Publik bisa mengakses kampanye PENA melalui tautan amnesty.id/pena dan berpartisipasi dengan menuliskan surat ke para pembuat kebijakan dengan pilihan topik yang tersedia. Tahun ini, selain revisi UU ITE, PENA mengangkat tiga topik lainnya: pembunuhan Pendeta Yeremia Zanambani, perlindungan hak 51 pegawai KPK yang dianggap tidak lolos tes wawasan kebangsaan, dan perlindungan hak masyarakat adat Laman Kinipan.
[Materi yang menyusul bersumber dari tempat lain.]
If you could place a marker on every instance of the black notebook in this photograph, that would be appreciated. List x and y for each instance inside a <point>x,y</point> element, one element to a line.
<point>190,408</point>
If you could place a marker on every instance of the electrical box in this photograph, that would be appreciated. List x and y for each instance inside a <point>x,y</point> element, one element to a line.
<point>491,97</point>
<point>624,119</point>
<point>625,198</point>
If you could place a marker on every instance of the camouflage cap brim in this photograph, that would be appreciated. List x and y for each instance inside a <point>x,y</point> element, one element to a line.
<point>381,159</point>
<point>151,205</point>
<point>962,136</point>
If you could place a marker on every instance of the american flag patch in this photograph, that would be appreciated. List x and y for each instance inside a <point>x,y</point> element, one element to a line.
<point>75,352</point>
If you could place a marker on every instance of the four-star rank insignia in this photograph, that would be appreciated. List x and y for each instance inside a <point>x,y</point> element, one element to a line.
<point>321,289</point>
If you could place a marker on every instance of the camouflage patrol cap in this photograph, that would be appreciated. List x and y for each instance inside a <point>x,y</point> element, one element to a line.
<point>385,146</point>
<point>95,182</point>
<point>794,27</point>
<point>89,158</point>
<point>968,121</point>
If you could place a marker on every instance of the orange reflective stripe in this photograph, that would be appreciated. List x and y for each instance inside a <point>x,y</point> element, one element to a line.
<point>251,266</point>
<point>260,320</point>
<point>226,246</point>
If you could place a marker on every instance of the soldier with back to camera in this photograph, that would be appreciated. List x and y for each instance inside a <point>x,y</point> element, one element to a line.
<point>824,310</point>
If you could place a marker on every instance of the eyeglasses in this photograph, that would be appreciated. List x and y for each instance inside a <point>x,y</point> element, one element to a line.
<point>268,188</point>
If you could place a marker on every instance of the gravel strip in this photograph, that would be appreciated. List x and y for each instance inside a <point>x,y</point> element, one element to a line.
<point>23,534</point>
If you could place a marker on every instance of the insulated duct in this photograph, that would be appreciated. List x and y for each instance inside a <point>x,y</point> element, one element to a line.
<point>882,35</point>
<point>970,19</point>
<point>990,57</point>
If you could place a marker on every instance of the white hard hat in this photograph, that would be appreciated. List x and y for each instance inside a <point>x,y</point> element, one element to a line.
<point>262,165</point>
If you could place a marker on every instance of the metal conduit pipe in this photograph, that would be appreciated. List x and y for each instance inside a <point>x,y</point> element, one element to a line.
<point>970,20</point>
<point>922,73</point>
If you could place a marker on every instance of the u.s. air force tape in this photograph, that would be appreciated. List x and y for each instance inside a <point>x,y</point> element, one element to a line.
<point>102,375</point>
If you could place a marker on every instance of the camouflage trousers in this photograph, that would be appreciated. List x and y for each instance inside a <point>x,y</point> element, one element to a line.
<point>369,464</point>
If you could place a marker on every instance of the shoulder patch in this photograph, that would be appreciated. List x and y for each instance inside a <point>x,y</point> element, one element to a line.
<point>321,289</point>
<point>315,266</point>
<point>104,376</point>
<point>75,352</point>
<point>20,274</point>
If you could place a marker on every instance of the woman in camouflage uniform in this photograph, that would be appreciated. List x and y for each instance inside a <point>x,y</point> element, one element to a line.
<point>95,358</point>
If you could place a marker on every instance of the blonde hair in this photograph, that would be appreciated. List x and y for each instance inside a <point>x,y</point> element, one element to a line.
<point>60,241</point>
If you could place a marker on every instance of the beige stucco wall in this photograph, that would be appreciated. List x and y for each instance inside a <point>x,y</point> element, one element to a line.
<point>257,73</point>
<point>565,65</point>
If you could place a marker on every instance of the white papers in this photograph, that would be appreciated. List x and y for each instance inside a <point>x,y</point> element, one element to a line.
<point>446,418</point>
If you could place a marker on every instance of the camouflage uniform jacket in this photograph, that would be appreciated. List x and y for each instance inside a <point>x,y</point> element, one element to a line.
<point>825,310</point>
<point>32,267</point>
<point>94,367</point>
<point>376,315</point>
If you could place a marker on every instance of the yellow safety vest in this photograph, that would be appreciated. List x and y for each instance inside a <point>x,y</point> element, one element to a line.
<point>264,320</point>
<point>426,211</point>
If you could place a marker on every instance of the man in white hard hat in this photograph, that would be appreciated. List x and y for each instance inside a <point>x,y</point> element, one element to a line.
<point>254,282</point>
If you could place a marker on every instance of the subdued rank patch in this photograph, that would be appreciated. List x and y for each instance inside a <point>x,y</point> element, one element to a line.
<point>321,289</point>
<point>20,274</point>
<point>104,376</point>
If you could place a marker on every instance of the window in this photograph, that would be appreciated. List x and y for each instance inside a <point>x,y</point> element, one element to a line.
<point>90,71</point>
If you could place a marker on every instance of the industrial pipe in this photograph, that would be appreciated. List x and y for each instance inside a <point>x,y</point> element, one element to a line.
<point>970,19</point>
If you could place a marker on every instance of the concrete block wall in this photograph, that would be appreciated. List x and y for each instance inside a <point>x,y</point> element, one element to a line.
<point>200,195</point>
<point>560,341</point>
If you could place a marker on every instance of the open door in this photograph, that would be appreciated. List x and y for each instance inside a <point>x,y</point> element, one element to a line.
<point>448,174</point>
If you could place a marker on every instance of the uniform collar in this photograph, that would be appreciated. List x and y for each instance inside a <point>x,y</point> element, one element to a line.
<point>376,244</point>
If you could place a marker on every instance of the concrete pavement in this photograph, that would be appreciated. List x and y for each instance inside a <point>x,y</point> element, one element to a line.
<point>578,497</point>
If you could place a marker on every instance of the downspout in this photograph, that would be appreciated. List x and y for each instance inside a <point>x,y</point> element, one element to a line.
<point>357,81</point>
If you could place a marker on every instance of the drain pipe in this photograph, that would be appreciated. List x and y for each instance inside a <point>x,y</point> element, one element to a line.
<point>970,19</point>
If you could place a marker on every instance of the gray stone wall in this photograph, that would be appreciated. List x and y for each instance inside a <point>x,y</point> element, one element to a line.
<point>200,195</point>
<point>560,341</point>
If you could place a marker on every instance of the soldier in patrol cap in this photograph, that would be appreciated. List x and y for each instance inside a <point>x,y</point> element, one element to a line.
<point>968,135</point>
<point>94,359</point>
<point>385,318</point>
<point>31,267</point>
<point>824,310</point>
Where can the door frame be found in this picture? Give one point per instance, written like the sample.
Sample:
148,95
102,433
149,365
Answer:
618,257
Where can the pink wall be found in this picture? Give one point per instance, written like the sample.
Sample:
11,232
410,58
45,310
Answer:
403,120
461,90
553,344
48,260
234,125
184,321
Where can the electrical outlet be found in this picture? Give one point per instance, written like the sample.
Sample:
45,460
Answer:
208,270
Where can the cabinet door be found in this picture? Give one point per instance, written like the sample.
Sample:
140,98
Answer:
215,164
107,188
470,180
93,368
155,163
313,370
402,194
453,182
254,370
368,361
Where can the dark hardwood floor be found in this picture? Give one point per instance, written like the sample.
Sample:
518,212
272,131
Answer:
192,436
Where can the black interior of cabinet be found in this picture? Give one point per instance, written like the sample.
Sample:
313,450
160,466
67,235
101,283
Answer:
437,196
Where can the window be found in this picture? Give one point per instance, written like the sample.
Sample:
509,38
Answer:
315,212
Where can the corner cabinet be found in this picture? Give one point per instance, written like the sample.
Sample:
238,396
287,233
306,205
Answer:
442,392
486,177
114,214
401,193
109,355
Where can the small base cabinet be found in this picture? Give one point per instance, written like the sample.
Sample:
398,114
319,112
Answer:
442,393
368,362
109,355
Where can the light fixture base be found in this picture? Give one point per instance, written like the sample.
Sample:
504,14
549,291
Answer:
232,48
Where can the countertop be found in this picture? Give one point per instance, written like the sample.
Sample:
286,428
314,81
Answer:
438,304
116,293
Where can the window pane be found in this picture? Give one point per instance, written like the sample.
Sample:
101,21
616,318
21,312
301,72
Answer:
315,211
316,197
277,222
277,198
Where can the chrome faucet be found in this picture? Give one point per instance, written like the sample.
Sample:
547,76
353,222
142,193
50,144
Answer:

Selain kampanye PENA, pada 17 Agustus, Amnesty International Indonesia bekerja sama dengan Aliansi Jurnalis Independen (AJI), SAFENET, dan Drupadi.id mengadakan kampanye daring tentang kebebasan berekspresi dan UU ITE via media sosial Instagram. Tepat pada pukul 08.00 WIB di tanggal 17 Agustus 2021, 12 panel akan diunggah secara serentak di akun Instagram Amnesty, AJI dan Safenet. Publik juga dapat berpartisipasi secara interaktif dalam kampanye daring ini dengan mengikuti permainan, kuis dan mendukung revisi UU ITE.

Latar belakang

Hak atas kebebasan berekspresi dijamin dan dilindungi di berbagai instrumen hukum. Secara internasional, hak atas kebebasan berpendapat dan menyampaikan informasi dijamin di Pasal 19 di Kovenan Internasional tentang Hak-Hak Sipil dan Politik (ICCPR), yang dijelaskan lebih lanjut di Komentar Umum No. 34 terhadap Pasal 19 ICCPR. Hak tersebut juga dijamin di Konsitusi Indonesia, yaitu Pasal 28E Ayat (3) dan 28F UUD, serta pada Pasal 23 Ayat (2) UU No. 39 tahun 1999 tentang Hak Asasi Manusia.